The first time I came across Having a Mary Heart in a Martha World, it was just a soft copy document casually shared in a WhatsApp group I belong to. I glanced at it briefly but didn’t bother to download it. Life was busy, and the moment passed.


Months later, I found myself browsing the shelves of Charisma Bookstore. There it was again — the same title, this time in print, quietly waiting among the rows of other books. I picked it up out of curiosity and read the summary on the back. Something stirred within me. I knew I couldn’t walk away this time. That day, I went home with the book in hand.


One quiet Sunday afternoon, after taking my baby to nap, I picked up the book. The house was still, the laundry finally folded, and the sink — for once — empty. I curled up on the couch with a cup of tea and a book I had heard murmurs about for months: Having a Mary Heart in a Martha World by Joanna Weaver.

The book that's become my recent favorite.
The book that's become my recent favorite.

Little did I know, I was about to sit at Jesus’ feet.

As I turned the pages, I met two women who felt strangely familiar — not because I had read about Mary and Martha before, but because I was both of them. Martha, bustling around with a to-do list that could compete with a storm, and Mary, longing to pause, to breathe, to be still and soak in presence — His presence.


Joanna Weaver didn’t just tell the story of Mary and Martha from Luke 10. She invited me into it. With grace and gentle humor, she unpacked the tension many women live with: the struggle between service and devotion, between doing for Jesus and being with Him.


She described Martha’s world perfectly — a world of expectations, responsibilities, constant motion — and then introduced Mary’s heart, the kind Jesus praised: quiet, receptive, surrendered. And through each chapter, Weaver whispered, You’re invited to both: to serve with joy like Martha, but from a heart centered like Mary’s.


There were moments I wept — when she shared how God isn’t impressed by our frantic doing but deeply desires our undivided attention. Other times I laughed, recognizing myself in the humorous stories she told from her own life as a wife, mother, and perfectionist. But what gripped me most was the chapter on the "Living Room Intimacy with Kitchen Service" — a concept I never thought possible. Weaver taught me that I didn’t have to choose one over the other. I could be in the kitchen, answering emails, attending meetings, raising kids, and still have my heart anchored at His feet.

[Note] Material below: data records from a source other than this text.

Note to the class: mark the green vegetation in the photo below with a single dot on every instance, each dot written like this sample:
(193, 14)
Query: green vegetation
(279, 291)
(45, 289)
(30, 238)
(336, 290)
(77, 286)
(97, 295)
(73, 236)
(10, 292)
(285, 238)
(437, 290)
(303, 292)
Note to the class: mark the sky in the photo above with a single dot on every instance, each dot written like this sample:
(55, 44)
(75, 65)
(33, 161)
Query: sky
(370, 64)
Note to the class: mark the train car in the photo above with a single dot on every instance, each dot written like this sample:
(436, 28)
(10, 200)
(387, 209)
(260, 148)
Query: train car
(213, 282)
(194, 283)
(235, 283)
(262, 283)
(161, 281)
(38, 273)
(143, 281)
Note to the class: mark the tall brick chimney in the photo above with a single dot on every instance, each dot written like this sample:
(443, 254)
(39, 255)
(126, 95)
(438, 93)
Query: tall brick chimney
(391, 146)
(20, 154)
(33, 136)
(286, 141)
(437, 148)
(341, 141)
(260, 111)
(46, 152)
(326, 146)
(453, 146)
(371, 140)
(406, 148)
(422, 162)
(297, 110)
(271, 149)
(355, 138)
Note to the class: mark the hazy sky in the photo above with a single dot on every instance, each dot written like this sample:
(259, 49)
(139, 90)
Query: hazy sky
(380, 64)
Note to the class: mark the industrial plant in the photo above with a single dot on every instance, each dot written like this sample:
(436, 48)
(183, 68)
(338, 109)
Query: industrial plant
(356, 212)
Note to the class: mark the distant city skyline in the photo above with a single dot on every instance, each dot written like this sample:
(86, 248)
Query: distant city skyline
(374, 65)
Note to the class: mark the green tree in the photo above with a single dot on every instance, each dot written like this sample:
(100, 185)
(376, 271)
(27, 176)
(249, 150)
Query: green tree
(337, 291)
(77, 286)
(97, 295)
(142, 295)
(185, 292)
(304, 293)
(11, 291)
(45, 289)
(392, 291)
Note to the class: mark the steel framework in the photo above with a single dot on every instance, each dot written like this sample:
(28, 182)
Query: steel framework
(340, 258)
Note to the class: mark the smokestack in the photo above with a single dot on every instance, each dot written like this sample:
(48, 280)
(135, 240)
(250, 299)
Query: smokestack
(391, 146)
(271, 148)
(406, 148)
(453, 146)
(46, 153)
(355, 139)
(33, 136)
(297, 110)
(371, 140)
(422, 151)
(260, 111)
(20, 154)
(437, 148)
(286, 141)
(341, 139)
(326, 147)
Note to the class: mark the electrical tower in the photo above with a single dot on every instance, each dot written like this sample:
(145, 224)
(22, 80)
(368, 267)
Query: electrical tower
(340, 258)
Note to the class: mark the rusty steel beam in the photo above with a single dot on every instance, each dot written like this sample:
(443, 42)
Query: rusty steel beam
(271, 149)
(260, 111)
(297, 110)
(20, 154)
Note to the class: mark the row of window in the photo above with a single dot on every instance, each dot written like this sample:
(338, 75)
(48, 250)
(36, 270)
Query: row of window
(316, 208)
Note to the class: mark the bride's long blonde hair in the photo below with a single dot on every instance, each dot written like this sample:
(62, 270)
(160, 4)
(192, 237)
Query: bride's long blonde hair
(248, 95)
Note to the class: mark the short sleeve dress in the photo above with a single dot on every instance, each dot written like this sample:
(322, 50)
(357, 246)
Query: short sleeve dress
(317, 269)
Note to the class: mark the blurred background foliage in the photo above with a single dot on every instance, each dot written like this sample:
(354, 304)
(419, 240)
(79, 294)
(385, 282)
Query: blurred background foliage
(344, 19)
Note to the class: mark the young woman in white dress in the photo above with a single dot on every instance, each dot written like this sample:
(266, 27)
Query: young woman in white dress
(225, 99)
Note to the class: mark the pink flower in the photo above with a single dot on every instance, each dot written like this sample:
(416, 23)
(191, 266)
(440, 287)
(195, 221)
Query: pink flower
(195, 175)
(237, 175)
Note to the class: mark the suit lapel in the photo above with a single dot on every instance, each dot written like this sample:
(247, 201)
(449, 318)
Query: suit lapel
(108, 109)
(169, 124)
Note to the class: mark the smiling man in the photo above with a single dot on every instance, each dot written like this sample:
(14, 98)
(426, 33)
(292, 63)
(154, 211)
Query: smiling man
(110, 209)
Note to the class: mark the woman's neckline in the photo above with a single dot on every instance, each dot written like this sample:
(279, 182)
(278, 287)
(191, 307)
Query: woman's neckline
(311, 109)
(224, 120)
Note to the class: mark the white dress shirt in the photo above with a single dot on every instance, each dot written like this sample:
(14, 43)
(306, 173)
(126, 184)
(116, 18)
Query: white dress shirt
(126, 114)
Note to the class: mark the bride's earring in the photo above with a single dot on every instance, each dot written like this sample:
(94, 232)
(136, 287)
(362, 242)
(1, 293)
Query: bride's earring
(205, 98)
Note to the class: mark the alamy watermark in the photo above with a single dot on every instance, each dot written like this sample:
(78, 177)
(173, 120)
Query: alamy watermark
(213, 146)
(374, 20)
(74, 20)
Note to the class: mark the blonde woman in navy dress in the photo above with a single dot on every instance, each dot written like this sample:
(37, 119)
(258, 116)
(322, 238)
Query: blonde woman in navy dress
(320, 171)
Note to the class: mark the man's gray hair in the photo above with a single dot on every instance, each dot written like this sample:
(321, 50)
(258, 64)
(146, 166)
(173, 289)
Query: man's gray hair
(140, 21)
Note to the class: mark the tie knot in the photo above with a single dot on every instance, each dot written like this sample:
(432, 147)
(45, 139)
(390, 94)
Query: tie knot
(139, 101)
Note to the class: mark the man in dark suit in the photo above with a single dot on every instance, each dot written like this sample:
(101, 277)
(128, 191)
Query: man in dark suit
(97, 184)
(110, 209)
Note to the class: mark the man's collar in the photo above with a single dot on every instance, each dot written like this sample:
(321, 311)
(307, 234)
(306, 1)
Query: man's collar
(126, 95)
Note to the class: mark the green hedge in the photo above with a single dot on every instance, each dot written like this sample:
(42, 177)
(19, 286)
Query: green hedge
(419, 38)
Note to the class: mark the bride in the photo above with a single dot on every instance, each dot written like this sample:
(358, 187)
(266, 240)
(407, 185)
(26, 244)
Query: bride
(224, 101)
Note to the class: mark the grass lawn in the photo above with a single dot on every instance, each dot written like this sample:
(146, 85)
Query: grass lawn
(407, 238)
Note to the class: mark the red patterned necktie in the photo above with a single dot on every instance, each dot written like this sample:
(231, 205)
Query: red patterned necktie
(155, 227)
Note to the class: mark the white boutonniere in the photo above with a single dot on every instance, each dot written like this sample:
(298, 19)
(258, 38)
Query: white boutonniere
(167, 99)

Her reflections are laced with Scripture, soul-searching questions, and practical wisdom — not just for individuals but for group study too. She offers guidance for inner transformation, not external performance.


As I closed the book, I didn’t feel like I had read another Christian self-help manual. I felt like I had been mentored. Like I had journeyed with a sister who knew the pull of the busy life but chose the better part. And now, each time I sense my “Martha” rising, I remember Joanna’s invitation: Sit down. Look up. Listen. There’s space at His feet for you too.


‧₊˚❀༉‧₊˚. 𝓐𝓷𝓷𝓲𝓮  ‧₊˚❀༉‧₊˚.



💡 Reflection Question

Is my heart more like Martha’s — busy, anxious, and distracted — or like Mary’s — still, attentive, and at peace?